Tuesday, July 01, 2008

Noonan forecasts instant replay

Peggy Noonan's election prediction gives me deja vu:

Everyone in New York is saying, "What will happen?" "How do you see it?" "Who will win?" In this year of all years, who knows? My sense of it:

The campaign will grind along until a series of sharp moments. Maybe they will come in the debates. Things will move along, Mr. Obama in the lead. And then, just a few weeks out from the election, something will happen: America will look up and see the inevitability of Mr. Obama, that Mr. Obama has already been "elected," in a way, and America will say, Hey, wait a second, are we sure we want that? And it will tighten indeed.

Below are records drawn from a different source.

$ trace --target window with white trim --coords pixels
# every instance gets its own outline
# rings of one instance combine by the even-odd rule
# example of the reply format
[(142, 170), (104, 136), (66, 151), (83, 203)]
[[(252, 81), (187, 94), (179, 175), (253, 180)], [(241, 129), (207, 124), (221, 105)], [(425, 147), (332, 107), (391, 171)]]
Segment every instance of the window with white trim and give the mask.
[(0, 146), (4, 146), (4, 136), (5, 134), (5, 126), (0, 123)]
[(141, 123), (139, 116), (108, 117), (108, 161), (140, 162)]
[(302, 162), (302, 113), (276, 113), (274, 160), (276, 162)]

The race has a subtext, a historic encounter between the Old America and the New, and suddenly the Old America—those who are literally old, who married a guy who fought at the Chosin Reservoir, and those not so old who yet remember, and cherish, the special glories of the Old—will rise, and join in, and make themselves heard. They will not leave without a fight.

And on that day John McCain will suddenly make it a race, as if moved by them and wanting to come through for them one last time. And then on down to the wire. And then . . .

And then. What a year, what an election. It continues to confound and to bedazzle.

Noonan could be right: Obama builds a big lead, seems ready to break through to landslide, then faces a backlash. But we've seen this movie before. She's describing the primary battle.

If the general election does follow this trajectory, angst-ridden Obama supporters would do well to channel the man himself. Here's what he told Fox's Chris Wallace on April 27:

WALLACE: What mistakes have you made? What have you learned about running for president? What have you learned about yourself?

OBAMA: I’ve learned that I have what I believe is the right temperament for the presidency. Which is, I don’t get too high when I’m high and I don’t get too low when I’m low. And we’ve gone through all kinds of ups and downs.

People forget now that I had been written off last summer. People were writing many of the anguished articles that they’re not writing after our loss in Pennsylvania. On the other hand, after Iowa, when everybody was sure this was over, I think I was more measured and more cautious.

That I think is a temperamental strength.

One thing I'll say for Obama: he is not fortune's fool.